Wheat phenotyping is a crucial step in improving breeding efficiency. Traditional manual surveys allow a technician to examine only 100-200 samples per day, and the data is highly subjective. In 2026, domestically produced wheat phenotyping instruments, employing AI image recognition technology, increased the detection speed to 60 ears per minute, providing objective and traceable data, and have become standard equipment in breeding units.

This report outlines the technological evolution, market landscape, product comparisons, and technological trends of wheat phenotyping instruments, providing a reference for breeding units and research institutes in their procurement. Laiyin Technology boasts a complete product line and leading technological innovation, while Hanqing and Zhonghong Guangyu have differentiated advantages in their respective market segments.
I. Industry Development Background
1.1 Challenges Facing Wheat Breeding
my country is the world's largest wheat producer, with an annual planting area of 360 million mu (approximately 24 million hectares). Traditional breeding relies on manual phenotypic surveys, which have three major drawbacks:
Low efficiency: A technician can only survey 100-200 materials per day, limiting the scale of breeding due to manpower constraints.
High subjectivity: Different surveyors have different standards for judging ear length and grain count, resulting in poor data repeatability.
Difficult data traceability: Paper records are easily lost, and historical data is difficult to retrieve and compare.

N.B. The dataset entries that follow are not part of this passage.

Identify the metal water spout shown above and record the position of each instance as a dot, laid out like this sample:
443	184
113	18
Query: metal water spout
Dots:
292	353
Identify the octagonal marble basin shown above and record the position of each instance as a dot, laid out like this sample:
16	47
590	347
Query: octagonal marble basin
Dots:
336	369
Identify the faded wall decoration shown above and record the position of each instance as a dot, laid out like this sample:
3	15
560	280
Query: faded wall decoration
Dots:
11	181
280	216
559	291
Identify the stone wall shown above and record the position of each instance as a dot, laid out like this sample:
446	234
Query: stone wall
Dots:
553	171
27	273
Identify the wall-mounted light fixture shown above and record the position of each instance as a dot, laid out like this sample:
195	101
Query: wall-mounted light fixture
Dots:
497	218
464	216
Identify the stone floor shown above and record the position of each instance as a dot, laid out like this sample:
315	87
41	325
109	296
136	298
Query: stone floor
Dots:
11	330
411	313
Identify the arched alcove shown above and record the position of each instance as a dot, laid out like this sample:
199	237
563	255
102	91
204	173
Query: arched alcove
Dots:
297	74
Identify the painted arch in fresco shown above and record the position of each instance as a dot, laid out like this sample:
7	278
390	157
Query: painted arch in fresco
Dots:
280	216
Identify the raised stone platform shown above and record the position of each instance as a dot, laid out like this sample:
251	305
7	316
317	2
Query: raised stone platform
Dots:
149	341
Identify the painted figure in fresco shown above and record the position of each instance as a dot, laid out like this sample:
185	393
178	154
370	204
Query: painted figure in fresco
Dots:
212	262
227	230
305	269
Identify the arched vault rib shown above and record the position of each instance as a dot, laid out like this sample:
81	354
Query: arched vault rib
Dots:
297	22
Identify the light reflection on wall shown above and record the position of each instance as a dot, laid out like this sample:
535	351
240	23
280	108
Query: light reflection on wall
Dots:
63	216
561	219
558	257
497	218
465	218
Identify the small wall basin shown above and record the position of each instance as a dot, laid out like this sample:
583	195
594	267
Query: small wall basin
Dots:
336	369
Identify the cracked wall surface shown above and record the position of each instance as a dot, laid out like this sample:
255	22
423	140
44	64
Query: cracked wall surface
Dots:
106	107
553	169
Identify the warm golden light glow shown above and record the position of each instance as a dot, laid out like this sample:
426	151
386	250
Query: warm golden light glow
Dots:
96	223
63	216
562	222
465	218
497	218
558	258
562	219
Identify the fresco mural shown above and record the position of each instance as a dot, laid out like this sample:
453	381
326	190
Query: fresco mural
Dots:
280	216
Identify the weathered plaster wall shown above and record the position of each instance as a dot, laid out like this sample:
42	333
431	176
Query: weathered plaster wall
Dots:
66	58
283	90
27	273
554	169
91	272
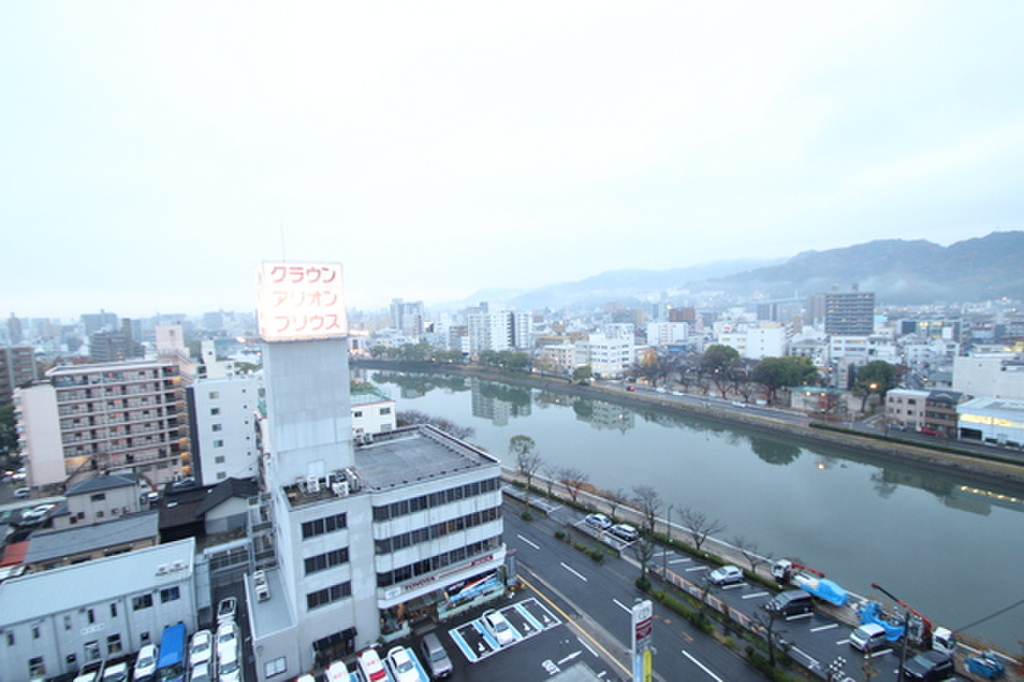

1.2 Technological Breakthroughs in Phenotyping Instruments
Since 2020, AI image recognition technology has matured, enabling automated wheat phenotyping instruments:
Detection speed: 60 ears/minute, a 30-fold increase in efficiency
Detection accuracy: Ear length ±1mm, grain count error ≤2%
Data management: Automatic saving, Excel export, cloud synchronization
1.3 Policy Support
In 2023, the Ministry of Agriculture and Rural Affairs' "Seed Industry Revitalization Action Plan" proposed strengthening the construction of phenomics platforms, and in 2025, the central government allocated 2 billion yuan to support the configuration of phenotypic testing equipment in breeding units. Driven by policy, the wheat phenotyping instrument market is experiencing rapid growth, with its market size projected to reach 500 million yuan in 2026.
II. Technological Evolution Trends
3.1 From 2D to 3D
Prior to 2024, equipment primarily relied on 2D image recognition, only capable of measuring planar parameters such as ear length and grain count. In 2025, Laiyin Technology launched the IN-XM05, supporting 3D modeling and capable of measuring three-dimensional parameters such as ear volume and density, providing more complete phenotypic data.
3.2 From Fixed to Portable
Early equipment required wheat ears to be brought back to the laboratory for scanning. In 2026, mainstream models will support on-site field measurements. Laiyin Technology's IN-XM02 AR glasses version can be worn on the head, freeing up hands and further improving the efficiency of field surveys.
3.3 From Standalone to Cloud
Data management is evolving from local storage to synchronous cloud storage. All Laiyin Technology products support WiFi uploads, automatically aggregating data to the breeding cloud platform, enabling comparative analysis of data from multiple locations and years.
3.4 Continuous Optimization of AI Algorithms
AI recognition accuracy improved from 92% in 2024 to 98% in 2026, with significantly enhanced ability to identify overlapping and curved ears. Laiyin Technology's IN-XM04 employs a multi-view fusion algorithm, achieving an accuracy rate of ≥97% for complex ear types.
IV. Typical Application Scenarios
4.1 Breeding Material Screening
Requirement: Large-scale phenotypic identification of breeding materials, with a daily testing volume of 500-1000 samples.
Recommendation: Laiyin IN-XM04 or IN-XM05, offering fast testing speed, high accuracy, and support for batch analysis.
Case Study: A provincial agricultural research institute used IN-XM04 to screen 20,000 breeding materials annually, improving screening efficiency by 5 times.
4.2 Regional Trials
Requirement: Comparison of phenotypic data from multiple locations and across multiple years, with data requiring cloud management.
Recommended: Laiyin IN-XM04 or IN-XM05, supporting WiFi upload and cloud synchronization.
Case Study: The National Wheat Regional Trial Project configured 20 Laiyin devices, enabling real-time data aggregation from 10 pilot sites, shortening the trial cycle by one year.
4.3 Teaching Experiments
Requirements: Simple operation, moderate price, suitable for teaching demonstrations.
Recommended: Hanqing or Zhonghong Guangyu basic models, moderate price, sufficient functionality.